Now, before the Internet explodes with outrage for the five hundredth time today, Dr. Boli will point out that our condition of slavery is not at all like African slavery of the days before the Civil War. We have it easy. We are the privileged household slaves, not the tortured, abused, and short-lived field slaves. We call our condition slavery not because we have bloody stripes on our backs, but because it is necessary to understand that we have been placed under a kind of control from which we have no legal escape. It is a kinder, gentler slavery, but it is slavery.
So, once we have made the observation that we are slaves, what can we do?
There are two possible ways of dealing with this kind of enslavement. One is to be rich. If you are rich enough to hire lawyers more devious than the enslaving corporations’ lawyers (who, after all, are likely to be copy-and-paste timeservers), then you can make it inconvenient enough for the enslavers to try to impose their most outrageous conditions that they ultimately will not hold you to them.
But if you are not rich and well-lawyered, then you must learn to think like a slave.
That does not mean what you probably think it does. It does not mean that you must resign yourself to your condition and become a humble and obedient automaton, serving the master’s every whim. That may be what you think a slave is like, but that is because you have not known many acknowledged slaves. Through most of human history, slavery has been part of the fallen and broken human condition. And for most of human history, the reaction of the slave to the condition of slavery has been deviousness.
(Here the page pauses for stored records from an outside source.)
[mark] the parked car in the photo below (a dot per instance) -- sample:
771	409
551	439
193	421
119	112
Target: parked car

To learn to think like a slave, you must study Roman comedy. Plautus and Terence will show you how it is done. The slave must be one step ahead of the master at all times, to the point of making the master wonder whether it is worth the trouble to own slaves in the first place.
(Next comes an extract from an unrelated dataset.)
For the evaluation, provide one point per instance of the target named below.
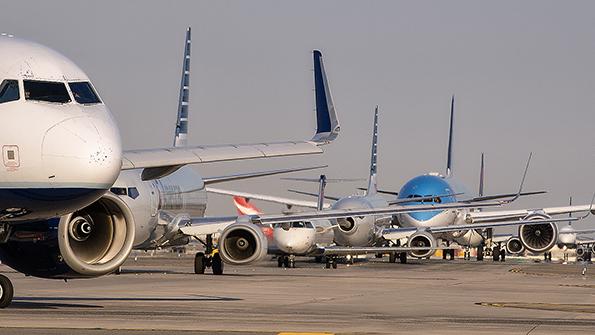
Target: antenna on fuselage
(181, 135)
(450, 134)
(372, 184)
Once you have mastered the Roman comedies, you are ready for the advanced class. Here you study the works of Frederick Douglass, and learn how a modern genius deals with being a slave, with the ultimate goal not only of profiting in the short term but also of gaining permanent freedom. If you have not given yourself the pleasure of reading Douglass himself, Dr. Boli would certainly recommend his autobiographies—especially the first one, written in the heat of the fight for abolition. Mr. Douglass writes with anger, as you might expect, but also with a scalpel-sharp sense of humor. Slavery is an absurd condition, and no one is more absurd than the slaveholder who thinks he has a right of property in his slaves.
So we learn from Pseudolus and Frederick Douglass. We treat our masters with contempt—but devious contempt. If nothing belongs to us by legal right, then we will make everything belong to us by cleverness. Mr. Douglass will even teach us the art of combining deviousness with dignity. We can make the slaveholders wonder why they seem to have everything according to the law and yet never actually get anything they want.
There may come a time when the people rise up against their masters and defeat them on the only ground that will make any difference—in court. There may come a time when lawyers prove to the satisfaction of the highest court in the land that so-called agreements that, because they are so long and come in such numbers, are literally impossible for consumers to read are no more valid than a supposed contract that required one of the parties to levitate or teleport. But, until that distant day, we can learn to think like slaves and, like old Pseudolus, make pretty good lives for ourselves.